Stablecoin Issuers' Freeze Powers Under Scrutiny as Illicit Funds Evade Enforcement

3 hour ago 2 sources neutral

Key takeaways:

  • Tether's OFAC compliance may drive illicit funds to exploit DeFi's regulatory gap, pressuring TRON's USDT dominance.
  • Circle's inconsistent freezes highlight systemic risk for USDC as a settlement layer, potentially benefiting alternative stablecoins.
  • The enforcement lag suggests stablecoin surveillance is reactive, creating a persistent vulnerability for on-chain dollar ecosystems.

Tether has frozen over $3.3 billion in USDT linked to sanctioned entities, acting under guidance from the U.S. Treasury's Office of Foreign Assets Control (OFAC). The authority to order such freezes stems from the GENIUS Act, passed in July 2025, which provides a U.S. regulatory framework for payment stablecoins. In a notable instance in January 2026, Tether blacklisted $182 million in USDT from wallets linked to Iran's Islamic Revolutionary Guard Corps (IRGC). A further $6.76 million tied to the IRGC and Houthis was frozen in March.

Despite these actions, a significant enforcement gap persists. Analysts estimate that approximately 80% of illicit crypto funds continue to move through the system, largely evading detection and seizure. The IRGC alone reportedly moved $3 billion through cryptocurrency in 2025, with over half of Iranian crypto flows channeled through IRGC-linked addresses, predominantly using USDT on the Tron network.

Evasion tactics are sophisticated and widespread. Bad actors utilize over-the-counter (OTC) desks in hubs like Dubai and Hong Kong, cross-chain bridges, and decentralized exchanges (DEXs) to transfer assets without identity checks. Funds are spread across numerous addresses and intermediaries, making tracking difficult. Enforcement actions typically disrupt only 10% to 20% of illicit activity, as new wallets are created faster than authorities can designate them for freezing.

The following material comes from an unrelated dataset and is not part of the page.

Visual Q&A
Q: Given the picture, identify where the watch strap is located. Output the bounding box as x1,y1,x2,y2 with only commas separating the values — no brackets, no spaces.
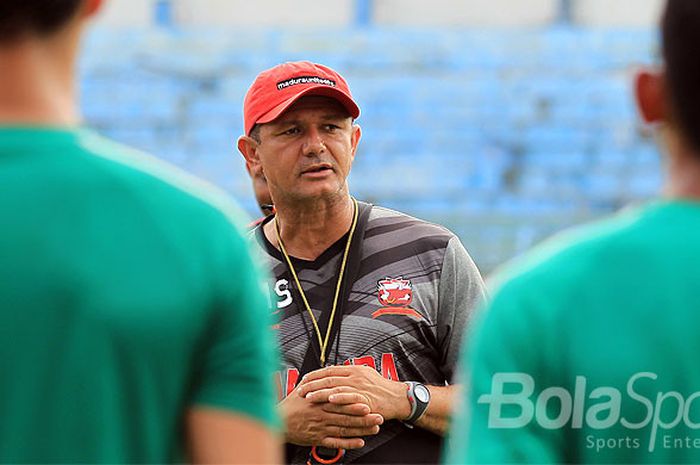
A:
404,381,430,426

Concurrently, Circle's freeze authority over USDC is facing intense criticism. On-chain investigator ZachXBT, in his "Circle Files," alleges inconsistent application of this power. The report highlights that Circle was too slow to act in 15 cases involving over $420 million in allegedly stolen funds since 2022. A stark example is the Drift protocol exploit, where more than $280 million in USDC moved across 100+ transactions in about six hours without being frozen.

In contrast, Circle swiftly froze 16 operational business wallets—tied to exchanges, casinos, and forex services—in response to a sealed U.S. civil matter. ZachXBT noted these wallets did not appear to be connected to the case, raising questions about the precision of Circle's review process. Circle later unfroze at least one of these wallets, belonging to Goated.com. This sequence of being "slow on theft, sweeping on civil process" has sparked a debate about the balance between compliance, user protection, and issuer control.

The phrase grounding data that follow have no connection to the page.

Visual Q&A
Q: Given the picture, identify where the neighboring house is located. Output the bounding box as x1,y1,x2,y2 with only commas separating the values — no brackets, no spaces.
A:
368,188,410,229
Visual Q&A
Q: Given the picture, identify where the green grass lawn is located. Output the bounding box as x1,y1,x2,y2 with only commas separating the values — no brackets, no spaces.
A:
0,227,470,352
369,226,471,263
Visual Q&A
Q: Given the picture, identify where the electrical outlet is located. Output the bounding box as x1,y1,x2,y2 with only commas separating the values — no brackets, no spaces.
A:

Circle's legal framework grants it broad discretion. While its public Access Denial Policy states freezes are triggered only by threats to network security or valid legal orders from U.S. or French authorities, its broader USDC Terms and Circle Mint User Agreement allow it to block addresses and suspend accounts at its "sole discretion." This legal stack prioritizes compliance and issuer control, which now troubles business operators who rely on USDC for settlement.

The legislative landscape contributes to the challenge. The stalled Digital Asset Market Clarity Act includes a Section 309 that exempts DeFi activities—including the cross-chain bridges and DEXs used to route illicit funds—from oversight. This creates a contradiction where one law enables wallet freezes while another allows actors to bypass them using decentralized systems.

The market impact is significant. USDC, with roughly $77.2 billion in circulation as of April 3, 2026, accounts for about 24.5% of the total stablecoin market. Its role as a core settlement asset means Circle's freeze governance operates at a systemic level. The scrutiny reflects the infrastructure role Circle has claimed and forces a reevaluation of the operational risk for businesses holding or moving dollars on-chain.